DeepSDM is a deep learning framework for modeling species distributions using environmental data and species co-occurrence patterns. This framework leverages attention mechanisms to capture important environmental factors and produces high-quality species distribution predictions.
All data and results for this project are available at: https://drive.google.com/drive/folders/1zzJg_q1gTyvoprR7r4iX69xrOYRsJlGR?usp=drive_link
DeepSDM uses a U-Net architecture with attention mechanisms to predict species distributions based on environmental variables and species embeddings derived from co-occurrence data.

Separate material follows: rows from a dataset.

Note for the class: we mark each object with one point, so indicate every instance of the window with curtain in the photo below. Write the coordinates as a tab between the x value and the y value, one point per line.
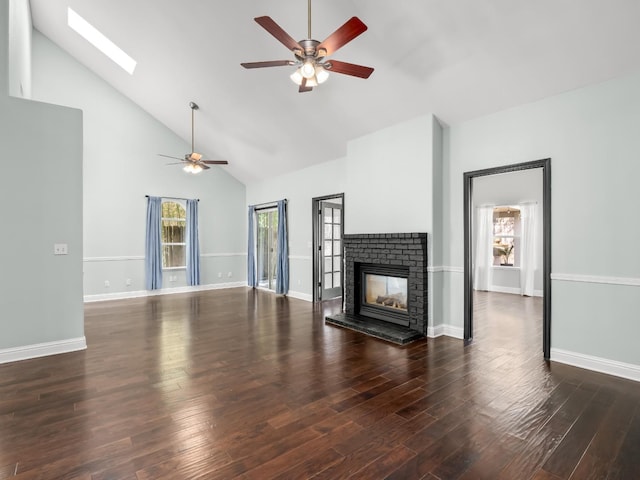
506	236
173	235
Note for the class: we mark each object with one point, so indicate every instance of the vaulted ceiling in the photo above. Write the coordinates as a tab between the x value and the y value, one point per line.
458	59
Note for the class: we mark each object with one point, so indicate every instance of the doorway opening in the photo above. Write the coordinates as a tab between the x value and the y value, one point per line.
469	263
266	243
328	250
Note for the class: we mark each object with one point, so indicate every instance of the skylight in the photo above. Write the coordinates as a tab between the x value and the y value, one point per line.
102	43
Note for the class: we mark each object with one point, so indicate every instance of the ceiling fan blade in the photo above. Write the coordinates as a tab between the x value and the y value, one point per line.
349	69
272	63
169	156
343	35
274	29
303	86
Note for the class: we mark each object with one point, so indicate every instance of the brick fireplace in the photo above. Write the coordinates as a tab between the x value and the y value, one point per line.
395	261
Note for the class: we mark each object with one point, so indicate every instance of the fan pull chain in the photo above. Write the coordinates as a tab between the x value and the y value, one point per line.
309	21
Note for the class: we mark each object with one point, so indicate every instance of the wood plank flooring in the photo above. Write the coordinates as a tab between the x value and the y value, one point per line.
243	384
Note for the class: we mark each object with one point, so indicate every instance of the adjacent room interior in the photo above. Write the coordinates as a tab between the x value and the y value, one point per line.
180	226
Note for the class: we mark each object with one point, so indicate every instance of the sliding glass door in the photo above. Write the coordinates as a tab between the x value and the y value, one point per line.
267	240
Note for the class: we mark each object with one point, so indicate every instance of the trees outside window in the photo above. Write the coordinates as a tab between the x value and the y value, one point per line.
173	228
506	236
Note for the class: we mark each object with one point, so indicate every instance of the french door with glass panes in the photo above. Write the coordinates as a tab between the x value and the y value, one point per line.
330	250
267	244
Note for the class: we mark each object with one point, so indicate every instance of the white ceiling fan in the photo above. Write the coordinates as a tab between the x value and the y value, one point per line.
193	162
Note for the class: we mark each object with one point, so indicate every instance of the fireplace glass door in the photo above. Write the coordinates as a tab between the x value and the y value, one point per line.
386	292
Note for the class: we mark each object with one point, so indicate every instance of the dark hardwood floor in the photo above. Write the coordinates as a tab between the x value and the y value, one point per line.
243	384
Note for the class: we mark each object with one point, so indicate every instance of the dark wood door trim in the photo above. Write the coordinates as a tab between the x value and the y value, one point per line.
545	164
315	233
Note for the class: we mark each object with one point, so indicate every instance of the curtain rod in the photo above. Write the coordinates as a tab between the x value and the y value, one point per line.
267	204
175	198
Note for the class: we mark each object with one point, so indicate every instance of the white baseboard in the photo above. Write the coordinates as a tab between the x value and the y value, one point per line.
566	277
42	349
163	291
597	364
447	330
300	296
512	290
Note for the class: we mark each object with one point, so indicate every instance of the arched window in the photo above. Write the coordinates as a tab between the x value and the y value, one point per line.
173	223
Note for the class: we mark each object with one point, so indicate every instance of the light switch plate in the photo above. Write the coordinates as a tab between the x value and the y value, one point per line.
60	249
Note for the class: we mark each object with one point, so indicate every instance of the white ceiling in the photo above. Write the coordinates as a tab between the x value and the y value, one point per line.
458	59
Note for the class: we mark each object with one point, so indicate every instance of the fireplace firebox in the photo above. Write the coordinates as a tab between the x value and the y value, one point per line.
383	292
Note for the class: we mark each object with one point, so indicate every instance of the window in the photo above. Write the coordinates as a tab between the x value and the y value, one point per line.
173	226
506	236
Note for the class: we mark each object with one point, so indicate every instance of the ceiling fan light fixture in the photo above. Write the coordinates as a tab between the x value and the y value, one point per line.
296	77
321	74
192	168
308	69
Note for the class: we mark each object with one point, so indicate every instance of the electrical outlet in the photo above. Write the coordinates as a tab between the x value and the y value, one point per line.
60	249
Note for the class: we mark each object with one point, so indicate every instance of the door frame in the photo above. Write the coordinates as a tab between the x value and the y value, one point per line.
315	207
545	164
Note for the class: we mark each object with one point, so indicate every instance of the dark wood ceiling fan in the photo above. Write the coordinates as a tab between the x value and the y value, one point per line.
193	161
312	65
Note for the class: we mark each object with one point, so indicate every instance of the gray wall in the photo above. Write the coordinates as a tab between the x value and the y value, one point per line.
121	166
41	190
591	136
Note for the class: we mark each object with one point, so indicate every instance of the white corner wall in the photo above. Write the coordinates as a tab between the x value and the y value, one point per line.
591	136
20	28
40	293
121	166
386	178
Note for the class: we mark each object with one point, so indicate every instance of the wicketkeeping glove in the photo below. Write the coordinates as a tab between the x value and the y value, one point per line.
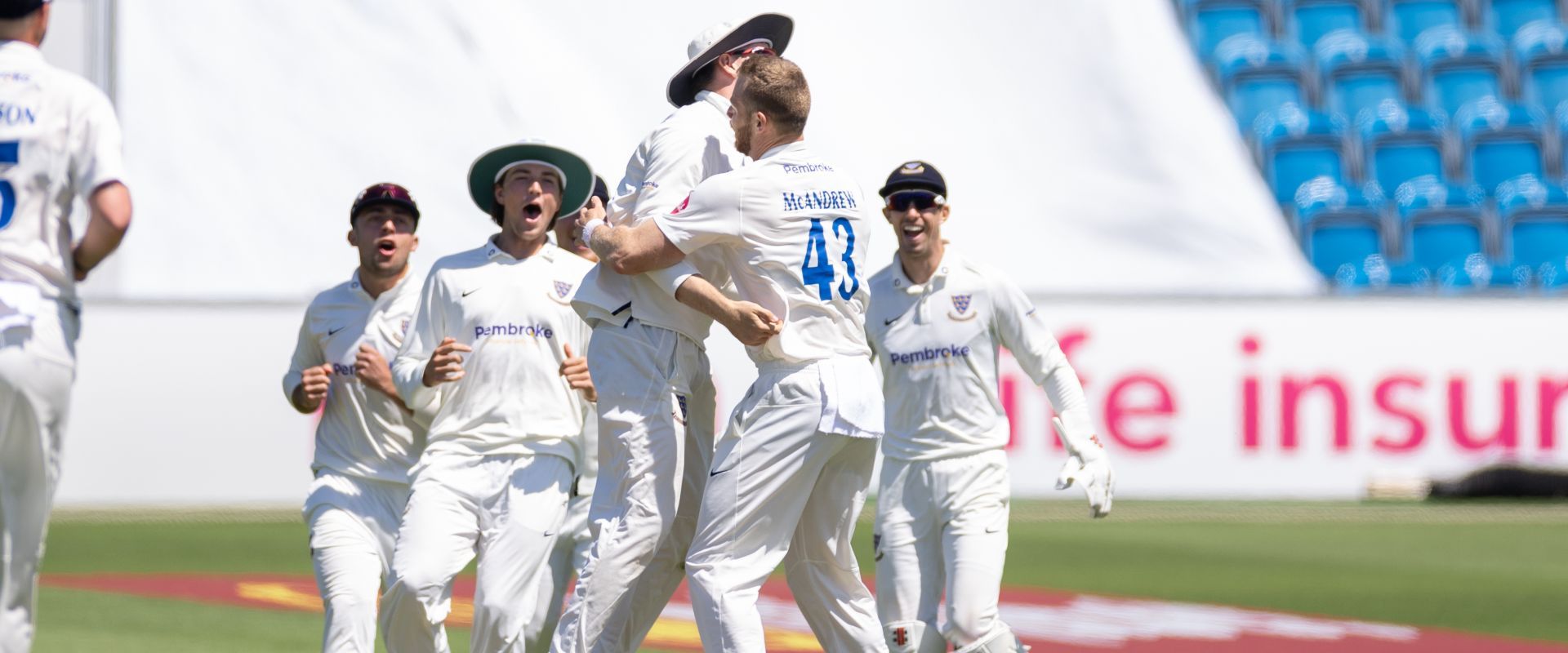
1092	473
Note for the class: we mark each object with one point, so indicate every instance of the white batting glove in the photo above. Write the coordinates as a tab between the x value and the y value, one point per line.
1092	473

The framework consists of several components for data preparation, model training, prediction, and evaluation.
- Python 3.8+
- PyTorch 1.13.1
- PyTorch Lightning 2.0.6
- GDAL
- Various Python packages (rasterio, umap-learn, mlflow, etc.)
- CUDA-compatible GPU (recommended)
- Sufficient RAM for processing large environmental datasets
# System dependencies
sudo apt install build-essential
sudo apt update
sudo apt install libpq-dev
sudo apt install software-properties-common
sudo apt-add-repository ppa:ubuntugis/ppa
sudo apt install gdal-bin
sudo apt install libgdal-dev
sudo apt install libgl1-mesa-glx
# Check GDAL version and install matching Python package
gdalinfo --version
pip install gdal==<version>
# Install other required packages
pip install rasterio umap-learn mlflow
pip install torch==1.13.1 torchvision==0.14.1 torchaudio==0.13.1
pip install pytorch-lightning==2.0.6 torchmetrics==0.11.0The DeepSDM workflow consists of the following steps:
This Jupyter notebook provides instructions and code for downloading the necessary environmental data:
- CHELSA Dataset: Downloads climate variables (clt, hurs, pr, rsds, sfcWind, tas) for each month from 2000 to 2019
- Land Cover Dataset: Instructions for downloading ESA Land Cover data (2000-2020)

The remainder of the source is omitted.